LLMs and Vector Database 

The computing power required in today’s internet-connected world is far greater than anyone imagined, and will only increase with the rise of artificial intelligence. Represented by the popular generative AI ChatGPT, GPT-3 with a size of 175B used 1024 A100 GPUs to train for about 34 days. As the number of parameters increases, the computing resources required by AI in the future will be astronomical.  

Large models also triggered a revolution in the field of databases. The previously tepid vector database caught on to this trend and became the new favorite in the AI ​​era. At the 2023 NVIDIA GTC AI Developer Conference, NVIDIA CEO Jensen Huang mentioned vector databases for the first time and emphasized that vector databases are crucial for organizations building proprietary large models. 

For AI, vectors are a universal data form for understanding the world. Whether it is pictures, videos, or audios, they can be converted into vectors for AI to recognize. As a tool specifically for retrieving and storing vectors, vector databases can be used for large numbers of people. The application of the model solves problems such as "Long-term Memory Loss", "Hallucination", and "Untimely Update of Knowledge". 
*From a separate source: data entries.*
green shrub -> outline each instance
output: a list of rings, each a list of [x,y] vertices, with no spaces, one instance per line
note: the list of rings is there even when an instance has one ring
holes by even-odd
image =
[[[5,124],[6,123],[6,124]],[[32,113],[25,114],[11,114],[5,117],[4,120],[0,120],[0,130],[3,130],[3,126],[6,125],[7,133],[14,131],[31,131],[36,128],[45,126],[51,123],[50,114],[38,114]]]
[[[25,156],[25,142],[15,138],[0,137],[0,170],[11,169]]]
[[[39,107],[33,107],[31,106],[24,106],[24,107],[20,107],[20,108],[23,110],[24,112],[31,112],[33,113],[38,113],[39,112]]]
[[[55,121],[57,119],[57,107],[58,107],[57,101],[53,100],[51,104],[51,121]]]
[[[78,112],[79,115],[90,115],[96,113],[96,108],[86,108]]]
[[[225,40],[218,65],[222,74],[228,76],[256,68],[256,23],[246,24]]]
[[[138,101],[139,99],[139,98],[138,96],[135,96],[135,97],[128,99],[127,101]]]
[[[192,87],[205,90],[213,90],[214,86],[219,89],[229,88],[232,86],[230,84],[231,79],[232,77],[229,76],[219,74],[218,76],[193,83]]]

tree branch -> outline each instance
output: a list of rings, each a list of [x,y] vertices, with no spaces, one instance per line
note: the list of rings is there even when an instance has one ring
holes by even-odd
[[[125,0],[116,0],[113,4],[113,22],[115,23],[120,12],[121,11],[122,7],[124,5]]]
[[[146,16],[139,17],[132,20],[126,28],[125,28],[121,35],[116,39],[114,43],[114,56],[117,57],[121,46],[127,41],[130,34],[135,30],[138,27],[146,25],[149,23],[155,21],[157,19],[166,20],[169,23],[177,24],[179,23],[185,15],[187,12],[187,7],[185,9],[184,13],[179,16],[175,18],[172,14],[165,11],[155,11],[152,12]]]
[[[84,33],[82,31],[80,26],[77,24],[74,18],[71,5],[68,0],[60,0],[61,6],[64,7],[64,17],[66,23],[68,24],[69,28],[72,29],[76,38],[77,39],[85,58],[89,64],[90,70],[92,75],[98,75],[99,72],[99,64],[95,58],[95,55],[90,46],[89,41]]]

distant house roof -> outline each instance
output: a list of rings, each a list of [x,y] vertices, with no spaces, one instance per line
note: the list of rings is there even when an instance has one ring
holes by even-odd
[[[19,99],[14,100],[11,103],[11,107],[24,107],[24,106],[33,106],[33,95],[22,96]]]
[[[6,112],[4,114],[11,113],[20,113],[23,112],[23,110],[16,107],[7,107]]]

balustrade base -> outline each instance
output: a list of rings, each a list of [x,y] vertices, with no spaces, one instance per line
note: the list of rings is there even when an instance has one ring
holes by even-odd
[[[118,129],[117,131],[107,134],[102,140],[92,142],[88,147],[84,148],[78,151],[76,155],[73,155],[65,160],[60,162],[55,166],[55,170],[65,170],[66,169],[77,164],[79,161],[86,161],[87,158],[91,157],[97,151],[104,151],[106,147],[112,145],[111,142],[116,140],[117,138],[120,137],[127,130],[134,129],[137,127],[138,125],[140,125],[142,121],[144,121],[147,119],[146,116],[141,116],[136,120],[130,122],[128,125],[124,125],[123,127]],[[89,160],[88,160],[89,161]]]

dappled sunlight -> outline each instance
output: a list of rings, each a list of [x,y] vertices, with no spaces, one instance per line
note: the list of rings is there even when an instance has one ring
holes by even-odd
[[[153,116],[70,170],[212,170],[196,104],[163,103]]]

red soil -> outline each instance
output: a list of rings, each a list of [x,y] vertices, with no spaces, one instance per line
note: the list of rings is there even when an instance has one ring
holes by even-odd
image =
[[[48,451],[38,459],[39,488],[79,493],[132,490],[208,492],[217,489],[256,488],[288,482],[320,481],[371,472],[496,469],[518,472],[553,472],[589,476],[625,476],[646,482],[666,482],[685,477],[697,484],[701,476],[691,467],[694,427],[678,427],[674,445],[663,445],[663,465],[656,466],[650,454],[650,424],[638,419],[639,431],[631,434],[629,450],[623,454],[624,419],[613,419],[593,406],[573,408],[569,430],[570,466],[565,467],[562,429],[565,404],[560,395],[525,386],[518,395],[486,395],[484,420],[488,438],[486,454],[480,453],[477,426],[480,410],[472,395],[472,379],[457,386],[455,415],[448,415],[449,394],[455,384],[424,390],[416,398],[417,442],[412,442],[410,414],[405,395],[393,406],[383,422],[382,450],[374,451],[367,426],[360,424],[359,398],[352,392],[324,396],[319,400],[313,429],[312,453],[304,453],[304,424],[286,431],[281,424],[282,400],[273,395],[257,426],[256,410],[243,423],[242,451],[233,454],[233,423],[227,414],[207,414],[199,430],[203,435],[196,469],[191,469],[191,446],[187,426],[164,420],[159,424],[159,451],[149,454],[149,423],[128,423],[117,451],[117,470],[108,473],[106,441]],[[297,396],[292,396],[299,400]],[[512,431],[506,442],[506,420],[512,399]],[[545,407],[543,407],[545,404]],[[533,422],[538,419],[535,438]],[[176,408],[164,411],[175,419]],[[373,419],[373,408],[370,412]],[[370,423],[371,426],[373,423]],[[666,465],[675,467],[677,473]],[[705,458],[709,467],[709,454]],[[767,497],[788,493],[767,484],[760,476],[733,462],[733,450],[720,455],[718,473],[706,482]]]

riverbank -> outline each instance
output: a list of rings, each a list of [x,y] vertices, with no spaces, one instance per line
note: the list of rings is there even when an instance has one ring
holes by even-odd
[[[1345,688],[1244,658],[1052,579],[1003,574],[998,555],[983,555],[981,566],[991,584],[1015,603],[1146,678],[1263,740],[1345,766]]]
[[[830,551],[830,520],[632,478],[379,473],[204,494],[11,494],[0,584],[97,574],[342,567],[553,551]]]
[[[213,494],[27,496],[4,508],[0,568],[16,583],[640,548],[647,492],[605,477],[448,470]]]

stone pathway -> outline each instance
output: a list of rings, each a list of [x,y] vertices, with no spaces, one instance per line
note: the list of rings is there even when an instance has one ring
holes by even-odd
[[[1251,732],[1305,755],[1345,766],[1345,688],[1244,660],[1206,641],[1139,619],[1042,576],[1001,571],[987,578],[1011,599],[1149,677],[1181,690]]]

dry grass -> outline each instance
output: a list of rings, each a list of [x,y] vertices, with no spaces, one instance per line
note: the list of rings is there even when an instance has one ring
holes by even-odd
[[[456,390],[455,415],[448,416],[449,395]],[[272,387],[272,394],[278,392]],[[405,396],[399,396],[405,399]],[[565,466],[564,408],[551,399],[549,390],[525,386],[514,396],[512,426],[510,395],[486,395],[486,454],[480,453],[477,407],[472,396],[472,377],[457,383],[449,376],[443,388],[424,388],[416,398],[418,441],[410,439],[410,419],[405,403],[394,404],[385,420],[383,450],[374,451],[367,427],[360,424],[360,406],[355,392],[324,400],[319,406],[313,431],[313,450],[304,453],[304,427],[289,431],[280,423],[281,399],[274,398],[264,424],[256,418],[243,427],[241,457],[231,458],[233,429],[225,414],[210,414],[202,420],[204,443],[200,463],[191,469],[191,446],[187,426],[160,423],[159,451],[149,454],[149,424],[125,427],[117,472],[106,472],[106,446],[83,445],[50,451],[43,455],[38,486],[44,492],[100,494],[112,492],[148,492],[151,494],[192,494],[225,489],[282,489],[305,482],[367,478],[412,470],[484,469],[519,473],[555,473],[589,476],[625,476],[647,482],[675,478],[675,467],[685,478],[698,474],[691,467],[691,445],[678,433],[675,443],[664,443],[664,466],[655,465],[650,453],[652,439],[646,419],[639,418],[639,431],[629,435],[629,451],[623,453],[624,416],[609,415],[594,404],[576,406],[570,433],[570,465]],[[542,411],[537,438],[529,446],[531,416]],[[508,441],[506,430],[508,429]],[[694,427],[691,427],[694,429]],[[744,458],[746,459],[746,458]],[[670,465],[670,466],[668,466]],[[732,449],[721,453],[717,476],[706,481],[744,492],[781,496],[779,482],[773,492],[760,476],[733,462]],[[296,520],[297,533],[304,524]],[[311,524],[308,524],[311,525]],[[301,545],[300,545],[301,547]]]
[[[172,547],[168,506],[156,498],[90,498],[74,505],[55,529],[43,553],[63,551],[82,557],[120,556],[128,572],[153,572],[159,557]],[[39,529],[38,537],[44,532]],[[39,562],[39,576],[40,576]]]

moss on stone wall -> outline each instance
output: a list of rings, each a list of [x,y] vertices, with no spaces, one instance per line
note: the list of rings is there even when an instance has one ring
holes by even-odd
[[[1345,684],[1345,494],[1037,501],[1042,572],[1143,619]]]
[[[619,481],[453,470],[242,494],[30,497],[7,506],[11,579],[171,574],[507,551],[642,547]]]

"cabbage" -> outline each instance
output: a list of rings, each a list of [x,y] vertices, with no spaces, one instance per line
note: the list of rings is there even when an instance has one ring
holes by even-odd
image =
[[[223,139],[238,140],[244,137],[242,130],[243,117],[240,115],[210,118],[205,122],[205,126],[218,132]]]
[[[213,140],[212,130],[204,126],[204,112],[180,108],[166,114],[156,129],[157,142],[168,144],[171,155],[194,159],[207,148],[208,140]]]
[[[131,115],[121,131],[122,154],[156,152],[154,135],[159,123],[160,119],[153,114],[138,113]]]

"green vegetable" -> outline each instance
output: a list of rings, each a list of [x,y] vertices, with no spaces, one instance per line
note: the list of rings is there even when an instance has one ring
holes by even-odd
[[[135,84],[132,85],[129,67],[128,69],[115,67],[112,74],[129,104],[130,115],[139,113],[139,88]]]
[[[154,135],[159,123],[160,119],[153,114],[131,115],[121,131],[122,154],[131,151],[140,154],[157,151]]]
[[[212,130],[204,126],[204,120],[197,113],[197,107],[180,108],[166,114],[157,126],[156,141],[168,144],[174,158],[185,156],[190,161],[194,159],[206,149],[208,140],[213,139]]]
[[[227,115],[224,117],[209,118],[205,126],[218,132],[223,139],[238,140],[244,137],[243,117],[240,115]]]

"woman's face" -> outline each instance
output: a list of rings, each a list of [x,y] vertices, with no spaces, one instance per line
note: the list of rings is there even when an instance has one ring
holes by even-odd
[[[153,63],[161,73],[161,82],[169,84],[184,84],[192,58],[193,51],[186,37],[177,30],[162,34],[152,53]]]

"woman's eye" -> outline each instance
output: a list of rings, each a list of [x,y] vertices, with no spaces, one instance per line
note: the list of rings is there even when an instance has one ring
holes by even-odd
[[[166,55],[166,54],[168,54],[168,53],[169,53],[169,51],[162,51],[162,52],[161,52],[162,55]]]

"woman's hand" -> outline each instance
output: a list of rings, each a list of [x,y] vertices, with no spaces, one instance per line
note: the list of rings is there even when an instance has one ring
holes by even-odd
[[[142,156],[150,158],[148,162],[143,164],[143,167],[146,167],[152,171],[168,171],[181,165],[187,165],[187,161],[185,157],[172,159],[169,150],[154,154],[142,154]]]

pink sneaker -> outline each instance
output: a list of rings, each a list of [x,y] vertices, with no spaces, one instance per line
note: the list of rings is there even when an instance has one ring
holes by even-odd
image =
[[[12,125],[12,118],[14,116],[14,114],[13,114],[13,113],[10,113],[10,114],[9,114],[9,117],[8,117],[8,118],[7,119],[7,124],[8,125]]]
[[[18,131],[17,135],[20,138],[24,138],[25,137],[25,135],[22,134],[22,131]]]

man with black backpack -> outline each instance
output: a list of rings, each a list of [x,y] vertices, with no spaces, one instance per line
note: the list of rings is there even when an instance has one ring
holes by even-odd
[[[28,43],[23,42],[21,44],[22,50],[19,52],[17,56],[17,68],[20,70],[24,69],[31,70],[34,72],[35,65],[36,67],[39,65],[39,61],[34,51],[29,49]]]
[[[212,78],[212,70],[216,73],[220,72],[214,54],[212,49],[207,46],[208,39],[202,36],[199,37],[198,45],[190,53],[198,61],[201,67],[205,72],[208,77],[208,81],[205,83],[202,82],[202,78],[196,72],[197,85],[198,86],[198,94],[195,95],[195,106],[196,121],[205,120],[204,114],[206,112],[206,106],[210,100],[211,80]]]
However, the performance of the vector database itself is also a problem. In the final analysis, the combination with large models is only part of its application. It is essentially a tool for data search and analysis. If the performance cannot meet user needs, it will also be eliminated. Ever since, developers thought of GPU again. 

In a vector database, the core function is vector similarity search, which is to find the vector most similar to a certain vector in a massive amount of data. The calculation amount is very large, and this is exactly what the GPU is good at. Using the GPU The parallel computing power can accelerate vector similarity search, significantly improve query speed and reduce latency. 

Cloud-native vector database PieCloudVector supports GPU acceleration 

One of the three major data computing engines of OpenPie's large model data computing system πDataCS: the vector database PieCloudVector is an analytical database dimensionality increase in the era of large models. The goal is to facilitate multi-modal large model AI applications and further realize the storage and processing of massive vector data. Efficient query. PieCloudVector supports and cooperates with the Embeddings of large models, helping the rapid adaptation and secondary development of basic models in scene AI. It is an essential application for large models. 

PieCloudVector takes full advantage of modern hardware capabilities and supports GPU acceleration capabilities. This feature allows PieCloudVector to use the parallel computing power of the GPU to accelerate vector calculations and data processing tasks, significantly shortening task execution time, improving computing efficiency, and helping users perform data calculations more efficiently. Especially when processing large data sets or performing complex numerical operations, GPU acceleration can significantly improve computing performance.